Why I Write   Leave a comment

During a recent writer’s retreat (Black Fly Writer’s Retreat; Maine Writers and Poets, May 2013 at Grand Lake Stream) we were tasked with describing ‘why I write.’  Here’s my response.

 

I’m sure the last six months were harrowing for her, with all that the doctors put her through.  For me, they were the longest I ever lived.  It seemed a lifetime, from the day I drove up to Cape Cod to bring her back to New Jersey, to the moment I, not three minutes from her bedside, received that call.  Nights like the time she insisted I smuggle a McDonalds chocolate milk shake into the hospital in Morristown well after hours, because the tests they’d ordered made her miss dinner.  Then came that day in Annapolis when her journey ended.

My friend Fred told me, back when my father lay near death, that ‘you see the world differently when you start losing your parents.’ Back then, I didn’t really understand what he meant, but by now his words had started to come alive.

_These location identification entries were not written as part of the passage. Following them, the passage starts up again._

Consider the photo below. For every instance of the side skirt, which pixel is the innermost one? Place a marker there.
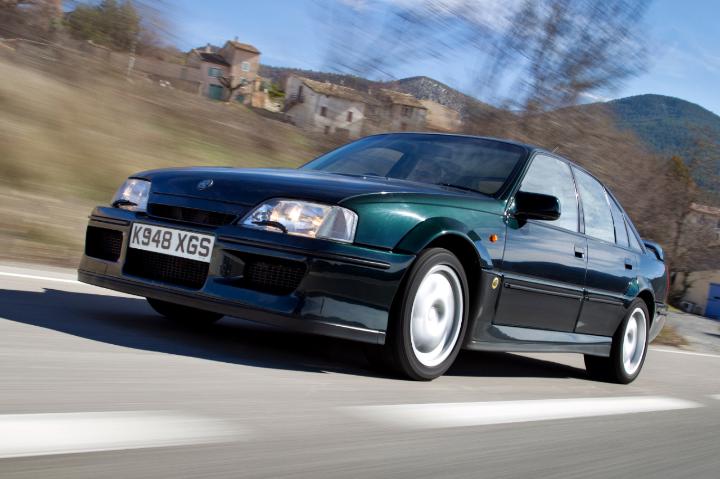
(528, 340)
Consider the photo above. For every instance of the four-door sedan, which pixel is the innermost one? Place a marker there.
(416, 244)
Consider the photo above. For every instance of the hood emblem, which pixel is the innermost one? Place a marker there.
(205, 184)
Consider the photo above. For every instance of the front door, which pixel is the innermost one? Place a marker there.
(544, 261)
(612, 259)
(713, 307)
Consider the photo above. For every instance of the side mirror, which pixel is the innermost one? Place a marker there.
(655, 248)
(536, 206)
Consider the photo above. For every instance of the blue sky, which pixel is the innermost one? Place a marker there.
(684, 38)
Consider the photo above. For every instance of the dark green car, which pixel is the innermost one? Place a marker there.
(416, 244)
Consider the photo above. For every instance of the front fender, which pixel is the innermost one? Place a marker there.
(431, 229)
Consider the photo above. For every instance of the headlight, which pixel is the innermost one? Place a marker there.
(132, 195)
(301, 218)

As a child, I remember the sounds of their lovemaking.  By the time I was twelve I knew what it was, but by the time I was twenty I knew that their relationship was not perfect.  My father had strayed, but since it was never a topic of discussion and it was clear they spent his last decade not only together but lovingly so, fences had somehow been mended.  It was not given to me to know how, or at what cost.

Of course, by this time I had been writing for many years.  Much of my career had involved stringing words together, most often to keep my employer out of court and then later to pass on imparted wisdom. I was no stranger to the process.

Her death changed all that.  My own youthful experiences had led me to a fidelity and possibly a marriage that my father never knew, but still the way the two of them hung together was instructional.  When she died, taking the knowledge of their intimate conversations to the grave, I was freed from the crushing burden of the caregiver, and also freed to spend time exploring life’s deeper mysteries.

So why do I write?  I write to learn, to explore, to plumb the depths of those mysteries in such a way that I teach myself and maybe, along the way, help others. Through each of my characters I strive to understand why some relationships work, why some fall apart, and some simply muddle through. Unless fiction shines a bright light on life’s bigger truths, it is merely decoration.

That is why my characters and their experiences are important to me. From Delsey’s long path recovering from a momentary lapse in judgment, Cecelia’s struggle with her own doubts and suspicions, and Alice’s reluctance to accept that she will not attain her own larger success without trusting others; each has taught me something. These women, as well as Harvey, Matt, and Jonathan, to me are quite real and I’m sure each bears a strand of my own DNA.  I don’t know if they care about me, but I care about them.

I already knew that love does not doubt, but these characters have taught me that love also means to look simultaneously within and without for both strength and solace, and sometimes to look away.

We are not meant to live alone. I write about why that is. Artaud was right; a writer of fiction can lie openly and freely about the little things, but never the big ones. About those, only a brutal honesty is good enough.